CANDIDATE:   MATTHEW STEPHENSON

ABSTRACT:

Recent research has demonstrated that information learned from building a graphical model on the predictor set of a regularized linear regression model can be leveraged to improve prediction of a continuous outcome.  This thesis proposes the doubly sparse regression incorporating graphical structure among predictors (DSRIG) model, and its logistic regression counterpart, doubly sparse logistic regression incorporating graphical structure among predictors (DSLRIG).  In general, the regularization scheme of these models works by building an undirected graph over the predictor set and then using the resulting neighbourhoods of the graph to form a set of (overlapping) groups.  Sparsity is encouraged both within and among the groups that contribute to the overall estimation of the regression parameters.  Together, DSRIG and DSLRIG provide a unified framework for the fitting of many other commonly used regularization schemes. 

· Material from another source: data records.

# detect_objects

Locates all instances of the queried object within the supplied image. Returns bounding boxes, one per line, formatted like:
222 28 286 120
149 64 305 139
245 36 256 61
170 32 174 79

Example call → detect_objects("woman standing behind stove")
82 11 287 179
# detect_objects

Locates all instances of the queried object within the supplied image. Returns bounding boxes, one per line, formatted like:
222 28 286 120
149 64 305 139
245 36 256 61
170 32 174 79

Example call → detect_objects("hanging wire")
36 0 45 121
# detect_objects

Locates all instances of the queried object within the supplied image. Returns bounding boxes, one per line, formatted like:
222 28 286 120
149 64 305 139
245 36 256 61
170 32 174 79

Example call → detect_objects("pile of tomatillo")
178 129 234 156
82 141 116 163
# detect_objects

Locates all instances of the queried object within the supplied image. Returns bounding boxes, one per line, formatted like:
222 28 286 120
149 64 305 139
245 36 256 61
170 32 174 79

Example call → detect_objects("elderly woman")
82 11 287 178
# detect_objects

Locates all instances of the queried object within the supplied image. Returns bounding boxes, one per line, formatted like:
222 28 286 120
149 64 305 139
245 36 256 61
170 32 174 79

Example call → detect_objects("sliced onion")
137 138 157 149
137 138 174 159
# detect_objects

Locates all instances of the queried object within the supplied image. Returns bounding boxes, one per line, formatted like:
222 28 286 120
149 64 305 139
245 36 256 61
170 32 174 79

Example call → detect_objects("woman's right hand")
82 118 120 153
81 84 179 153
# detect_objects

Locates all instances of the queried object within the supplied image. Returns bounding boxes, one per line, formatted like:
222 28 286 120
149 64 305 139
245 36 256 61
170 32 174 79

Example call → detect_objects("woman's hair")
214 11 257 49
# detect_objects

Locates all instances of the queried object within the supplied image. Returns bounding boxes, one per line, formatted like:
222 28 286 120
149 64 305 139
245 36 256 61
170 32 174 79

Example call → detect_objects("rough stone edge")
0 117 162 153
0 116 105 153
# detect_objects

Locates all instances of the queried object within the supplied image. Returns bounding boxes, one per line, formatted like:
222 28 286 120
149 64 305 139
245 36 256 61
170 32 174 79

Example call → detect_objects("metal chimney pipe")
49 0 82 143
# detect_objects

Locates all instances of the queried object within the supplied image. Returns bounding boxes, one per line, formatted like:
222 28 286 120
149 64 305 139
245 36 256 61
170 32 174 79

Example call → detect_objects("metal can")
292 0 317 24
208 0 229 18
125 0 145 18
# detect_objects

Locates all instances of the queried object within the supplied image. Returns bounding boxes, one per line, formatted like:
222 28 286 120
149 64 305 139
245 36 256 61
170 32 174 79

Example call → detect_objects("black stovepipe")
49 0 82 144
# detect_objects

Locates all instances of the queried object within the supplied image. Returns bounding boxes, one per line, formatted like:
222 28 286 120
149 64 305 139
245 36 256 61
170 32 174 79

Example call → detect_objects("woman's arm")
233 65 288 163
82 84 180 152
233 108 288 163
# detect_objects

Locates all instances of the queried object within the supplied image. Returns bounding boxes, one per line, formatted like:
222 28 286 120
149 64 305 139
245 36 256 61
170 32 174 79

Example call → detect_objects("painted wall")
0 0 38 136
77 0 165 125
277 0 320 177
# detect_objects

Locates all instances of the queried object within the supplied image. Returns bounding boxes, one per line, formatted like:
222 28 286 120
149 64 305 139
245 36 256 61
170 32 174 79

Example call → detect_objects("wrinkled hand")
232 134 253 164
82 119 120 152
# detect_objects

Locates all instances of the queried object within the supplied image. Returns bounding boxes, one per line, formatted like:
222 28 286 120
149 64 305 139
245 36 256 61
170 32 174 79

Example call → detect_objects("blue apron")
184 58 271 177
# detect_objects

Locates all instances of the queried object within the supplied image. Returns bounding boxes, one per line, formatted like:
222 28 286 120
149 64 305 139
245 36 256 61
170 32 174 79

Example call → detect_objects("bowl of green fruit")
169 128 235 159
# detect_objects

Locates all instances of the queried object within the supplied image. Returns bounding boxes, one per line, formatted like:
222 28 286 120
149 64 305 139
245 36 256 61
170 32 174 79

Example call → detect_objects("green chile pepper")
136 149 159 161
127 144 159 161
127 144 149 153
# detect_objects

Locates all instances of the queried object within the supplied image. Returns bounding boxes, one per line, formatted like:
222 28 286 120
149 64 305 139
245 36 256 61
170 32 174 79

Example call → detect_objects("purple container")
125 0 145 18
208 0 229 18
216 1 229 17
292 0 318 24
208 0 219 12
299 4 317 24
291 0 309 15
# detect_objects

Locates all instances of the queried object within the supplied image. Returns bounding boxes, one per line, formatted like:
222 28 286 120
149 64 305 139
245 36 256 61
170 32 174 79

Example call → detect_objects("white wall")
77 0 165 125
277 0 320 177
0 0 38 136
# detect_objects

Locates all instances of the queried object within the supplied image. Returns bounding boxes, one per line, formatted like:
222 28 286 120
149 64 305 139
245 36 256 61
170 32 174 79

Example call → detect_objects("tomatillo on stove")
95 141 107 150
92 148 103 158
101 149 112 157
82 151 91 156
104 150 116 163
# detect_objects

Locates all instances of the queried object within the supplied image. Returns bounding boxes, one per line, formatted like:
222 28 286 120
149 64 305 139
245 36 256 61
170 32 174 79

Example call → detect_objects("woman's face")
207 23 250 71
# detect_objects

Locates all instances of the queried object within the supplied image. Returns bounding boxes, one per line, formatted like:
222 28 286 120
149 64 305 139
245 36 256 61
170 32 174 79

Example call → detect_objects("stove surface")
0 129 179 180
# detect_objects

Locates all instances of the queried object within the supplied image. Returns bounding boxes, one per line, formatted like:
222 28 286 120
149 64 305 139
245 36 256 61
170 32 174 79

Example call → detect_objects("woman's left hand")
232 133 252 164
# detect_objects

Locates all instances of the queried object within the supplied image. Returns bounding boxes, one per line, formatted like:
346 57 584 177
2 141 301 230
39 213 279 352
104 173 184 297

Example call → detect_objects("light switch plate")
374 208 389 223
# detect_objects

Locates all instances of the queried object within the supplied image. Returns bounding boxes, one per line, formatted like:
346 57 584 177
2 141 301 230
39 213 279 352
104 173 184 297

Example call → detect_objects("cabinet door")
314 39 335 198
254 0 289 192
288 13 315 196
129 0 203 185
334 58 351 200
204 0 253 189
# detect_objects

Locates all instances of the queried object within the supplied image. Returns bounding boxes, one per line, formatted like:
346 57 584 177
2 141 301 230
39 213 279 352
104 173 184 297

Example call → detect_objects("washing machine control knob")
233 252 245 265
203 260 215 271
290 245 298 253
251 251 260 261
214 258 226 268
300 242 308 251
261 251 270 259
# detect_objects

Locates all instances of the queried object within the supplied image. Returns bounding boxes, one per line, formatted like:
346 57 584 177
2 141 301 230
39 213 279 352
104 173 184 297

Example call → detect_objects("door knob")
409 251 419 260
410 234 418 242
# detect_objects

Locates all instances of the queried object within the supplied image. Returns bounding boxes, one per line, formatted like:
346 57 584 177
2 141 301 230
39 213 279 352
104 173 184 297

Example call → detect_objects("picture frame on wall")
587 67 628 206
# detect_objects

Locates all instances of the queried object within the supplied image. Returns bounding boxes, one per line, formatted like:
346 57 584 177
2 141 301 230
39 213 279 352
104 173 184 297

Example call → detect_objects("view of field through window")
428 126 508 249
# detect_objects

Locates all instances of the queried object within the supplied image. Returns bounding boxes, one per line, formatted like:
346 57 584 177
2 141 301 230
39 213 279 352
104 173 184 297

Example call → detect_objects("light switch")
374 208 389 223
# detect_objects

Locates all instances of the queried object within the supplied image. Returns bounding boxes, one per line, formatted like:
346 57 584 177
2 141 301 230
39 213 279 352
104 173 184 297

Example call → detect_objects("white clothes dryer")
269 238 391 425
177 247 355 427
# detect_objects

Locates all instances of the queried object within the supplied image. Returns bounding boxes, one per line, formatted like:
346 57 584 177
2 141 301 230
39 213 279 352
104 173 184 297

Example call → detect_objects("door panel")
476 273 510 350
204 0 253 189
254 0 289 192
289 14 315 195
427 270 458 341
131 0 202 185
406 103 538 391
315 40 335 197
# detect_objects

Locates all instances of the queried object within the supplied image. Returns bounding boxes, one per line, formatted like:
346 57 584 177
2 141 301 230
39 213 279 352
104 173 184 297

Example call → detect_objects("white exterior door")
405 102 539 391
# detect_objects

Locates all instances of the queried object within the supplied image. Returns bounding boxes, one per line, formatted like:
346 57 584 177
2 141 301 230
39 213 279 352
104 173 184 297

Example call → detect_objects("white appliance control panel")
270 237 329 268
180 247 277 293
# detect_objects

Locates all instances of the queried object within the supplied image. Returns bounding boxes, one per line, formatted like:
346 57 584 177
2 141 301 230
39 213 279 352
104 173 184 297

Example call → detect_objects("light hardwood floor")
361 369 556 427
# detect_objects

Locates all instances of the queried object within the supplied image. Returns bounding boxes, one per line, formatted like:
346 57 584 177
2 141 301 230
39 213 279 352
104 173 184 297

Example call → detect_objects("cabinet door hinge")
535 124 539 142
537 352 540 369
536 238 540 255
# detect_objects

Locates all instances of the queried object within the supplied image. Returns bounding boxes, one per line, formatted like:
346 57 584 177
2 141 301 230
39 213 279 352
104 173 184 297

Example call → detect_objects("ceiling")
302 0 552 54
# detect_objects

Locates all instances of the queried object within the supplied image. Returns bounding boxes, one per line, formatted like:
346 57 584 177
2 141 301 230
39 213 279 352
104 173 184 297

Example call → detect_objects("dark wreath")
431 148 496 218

In this thesis, a combination of simulation and analysis of real world data are used to evaluate and compare model performance. Ultimately, the DSRIG and DSLRIG models improve outcome prediction and parameter estimation compared to previously proposed methods.  A finite sample error bound is derived for DSRIG in the case of a quantitative outcome and predictors distributed as multivariate normal.  Guidelines for the implementation of DSRIG in the analysis of real world data are also provided.